The tool lived in an isolated environment, separate from the main game level and game loop entirely. This simplified some aspects, but then also required manually handling or mocking features that other aspects of the game depended upon (global state, etc). This resulted in lost time debugging or writing difficult-to-maintain band-aid code just to keep the tool in a semi-functional state.

I think in the future I will keep ideas like this in mind, but not start on them until I can accurately quantify their value and necessity, or lack thereof.

I posit that balance testing is best implemented using the main game loop after adding most of the MVP features, and probably achievable in several different ways that don’t require parallel development. In the future I will try cheat scripts or loadable scenes or scenarios - tools that would automate playing the game using the main game loop and potentially apply a heuristic towards a specific goal.

Wrap-Up

I enjoyed working with Godot and will continue to use it in the future.

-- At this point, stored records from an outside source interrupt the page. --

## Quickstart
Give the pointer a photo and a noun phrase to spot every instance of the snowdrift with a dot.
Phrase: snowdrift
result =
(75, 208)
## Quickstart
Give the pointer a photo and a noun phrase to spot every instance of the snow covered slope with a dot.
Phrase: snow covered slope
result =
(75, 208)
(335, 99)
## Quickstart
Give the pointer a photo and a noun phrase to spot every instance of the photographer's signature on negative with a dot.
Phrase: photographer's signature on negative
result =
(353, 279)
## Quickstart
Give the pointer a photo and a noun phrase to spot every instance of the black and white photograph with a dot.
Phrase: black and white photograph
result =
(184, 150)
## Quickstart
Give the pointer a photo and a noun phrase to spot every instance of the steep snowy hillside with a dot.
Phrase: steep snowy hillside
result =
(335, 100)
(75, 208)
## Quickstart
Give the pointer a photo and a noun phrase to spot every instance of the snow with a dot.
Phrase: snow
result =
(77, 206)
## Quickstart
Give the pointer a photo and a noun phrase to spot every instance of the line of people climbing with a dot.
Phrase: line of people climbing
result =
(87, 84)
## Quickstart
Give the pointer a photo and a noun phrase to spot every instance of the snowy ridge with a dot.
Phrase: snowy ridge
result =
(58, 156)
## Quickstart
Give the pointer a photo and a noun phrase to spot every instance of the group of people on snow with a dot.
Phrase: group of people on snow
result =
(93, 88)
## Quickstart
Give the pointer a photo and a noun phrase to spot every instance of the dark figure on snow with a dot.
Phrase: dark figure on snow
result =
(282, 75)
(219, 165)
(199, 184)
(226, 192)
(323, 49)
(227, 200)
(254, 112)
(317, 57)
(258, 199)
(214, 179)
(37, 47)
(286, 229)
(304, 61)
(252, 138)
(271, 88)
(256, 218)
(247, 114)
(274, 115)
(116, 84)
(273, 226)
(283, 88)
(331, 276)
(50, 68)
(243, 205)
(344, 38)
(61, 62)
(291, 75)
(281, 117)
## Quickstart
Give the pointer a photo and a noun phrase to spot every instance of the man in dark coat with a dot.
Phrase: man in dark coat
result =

I will also continue the practice of extending the repertoire of tools available to me to make games. Expect future discussions on engines and the tools available in the future. (For example, I have started experimenting with GDExtensions.)

I hope the tools and topics discussed here provide insight or value to anyone working on their own projects. I also hope that my work inspires someone else to make their own game, even if unrelated. I have found making games a rewarding practice, and I look forward to continuing my journey to make larger and more engaging experiences. Please join me for the journey ahead!